O Estado de S. Paulo
Bolsonaro incide na ilusão de que conta com todos os segmentos armados da República
A paranoia presidencial apenas se repete.
Os golpes anunciados seguem velhos modelos. No máximo, mudam os protagonistas,
na maioria das vezes para nivelar o País por baixo. Tal como hoje.
Em 1992, Fernando Collor de Mello já se
consumia no fogaréu das denúncias de corrupção da CPI do PC. Convocou, então,
reunião de emergência com os ministros do Exército, Marinha, Aeronáutica, e o
chefe do Gabinete Militar. Expôs a situação à sua maneira. Sondava o grau de
solidariedade na hipótese de resistência.
Antes que concluísse, foi interrompido pelo ministro do Exército, general Carlos Tinoco. Que com toda a franqueza apresentou a posição de consenso: todos ali reunidos esperavam que o presidente da República tivesse argumentos para se defender. Quanto às Forças Armadas, seguiriam cumprindo o que determina a Constituição.
A configuração do poder militar, hoje, 28 anos depois, não tem a imagem decisiva de outrora. Evidencia-se, porém, a dificuldade que enfrenta o ministro da Defesa, Walter Braga Netto, fiel cumpridor de ordens do presidente Jair Bolsonaro, para disseminar provocações.
No máximo, o que já temos visto: estrondosos efeitos especiais. Sejam em notas oficiais de fingido protesto contra o inexistente, seja na forma de um carnaval fora de época, como o que armou ontem, em Brasília, para uma cenográfica manobra militar. Ao contrário das habituais, esta foi ao encontro do presidente na Praça dos Três Poderes, interpretada como demonstração de força bélica contra o Supremo Tribunal Federal e o Congresso Nacional.
Nos seus desafios à Constituição, Bolsonaro
incide na ilusão de que conta com todos os segmentos armados da República –
militares, policiais federais e estaduais, milícias, guardas municipais, civis
municiados pelos seus decretos armamentistas, seguidores fanáticos dispostos a
matar ou morrer.
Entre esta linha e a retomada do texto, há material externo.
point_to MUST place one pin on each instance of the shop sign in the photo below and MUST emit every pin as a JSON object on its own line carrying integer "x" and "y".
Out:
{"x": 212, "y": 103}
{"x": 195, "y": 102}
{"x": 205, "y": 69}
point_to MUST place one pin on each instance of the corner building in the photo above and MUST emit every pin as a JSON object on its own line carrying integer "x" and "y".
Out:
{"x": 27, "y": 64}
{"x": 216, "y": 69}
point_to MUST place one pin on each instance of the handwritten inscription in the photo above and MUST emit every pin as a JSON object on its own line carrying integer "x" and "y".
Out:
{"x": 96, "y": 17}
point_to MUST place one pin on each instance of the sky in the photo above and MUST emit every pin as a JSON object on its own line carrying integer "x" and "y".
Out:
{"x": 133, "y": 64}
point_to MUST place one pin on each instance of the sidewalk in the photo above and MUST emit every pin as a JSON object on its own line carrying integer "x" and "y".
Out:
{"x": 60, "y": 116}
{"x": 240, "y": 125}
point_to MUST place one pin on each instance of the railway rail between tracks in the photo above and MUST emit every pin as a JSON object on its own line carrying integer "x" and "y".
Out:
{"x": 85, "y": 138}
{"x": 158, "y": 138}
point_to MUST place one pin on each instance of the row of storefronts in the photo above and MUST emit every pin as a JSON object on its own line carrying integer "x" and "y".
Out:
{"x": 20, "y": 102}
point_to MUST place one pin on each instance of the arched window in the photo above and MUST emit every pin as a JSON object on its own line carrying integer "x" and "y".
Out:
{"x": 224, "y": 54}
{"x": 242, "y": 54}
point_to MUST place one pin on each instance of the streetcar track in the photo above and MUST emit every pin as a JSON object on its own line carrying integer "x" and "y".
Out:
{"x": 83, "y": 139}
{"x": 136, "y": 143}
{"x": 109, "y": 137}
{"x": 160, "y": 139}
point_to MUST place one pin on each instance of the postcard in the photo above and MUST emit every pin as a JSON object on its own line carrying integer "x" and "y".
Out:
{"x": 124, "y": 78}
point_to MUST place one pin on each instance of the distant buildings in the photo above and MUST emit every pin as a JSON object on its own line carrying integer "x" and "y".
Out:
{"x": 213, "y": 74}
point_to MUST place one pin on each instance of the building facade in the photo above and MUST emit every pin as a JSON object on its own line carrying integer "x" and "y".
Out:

Além da sua disposição para intimidar, ameaçar, pressionar,
comprar obediência a seus caprichos.
Não pode, porém, ter certeza daquilo que
Collor também não teve: a capacidade de arrastar as Forças Armadas para a
margem da lei. Embora Braga Netto faça questão de incluir os militares em todas
as confusões políticas, da ameaça às eleições de 2022 ao ataque à CPI da Covid,
a cúpula não parece comprometida com os devaneios bolsonaristas. Ao contrário,
parece cansada da obrigação de assinar em conjunto os memorandos políticos.
Não seguirá, também, o deputado Arthur
Lira, que forma o triunvirato de poder dessa miragem extravagante. O presidente
da Câmara curvou-se à intervenção do ministro da Defesa e esticou para o
plenário a votação da emenda do voto impresso, já arquivada na comissão
especial. Permitiu, assim, mais um lance do leilão encerrado, criando a chance
de virar votos ou emendar o texto. Lira vislumbrou servir a dois senhores: à
Constituição e a Bolsonaro. Inconciliáveis.
Do lado contrário está a consciência
legalista da Nação. Além do Supremo, o Tribunal Superior Eleitoral e o Senado
Federal são instituições que se destacaram nesta luta, fazendo emergir, com seu
poder de convencimento, lideranças até então discretas da sociedade civil.
Empresários, banqueiros, acadêmicos, artistas, partidos políticos, juristas,
ex-ministros da Justiça e da Defesa, todos denunciando o risco à democracia e o
isolamento internacional extremo a que o Brasil está submetido. Bolsonaro
insultou a Europa, os Estados Unidos, a China, está em confronto com a
Argentina, a Venezuela, a Bolívia, o Peru.
O presidente não vai parar sua escalada
contra a urna eletrônica, nem deixará de inventar novos fantasmas para ocultar
as terríveis estatísticas que o acompanham: 563 mil mortos pela pandemia,
inflação, miséria, desemprego e corrupção.
Para os sintomas diários de insanidade do
governo de nada servem os recursos da psiquiatria convencional, como se cogitou
nas ondas agudas da crise. Psiquiatra de rei é impeachment.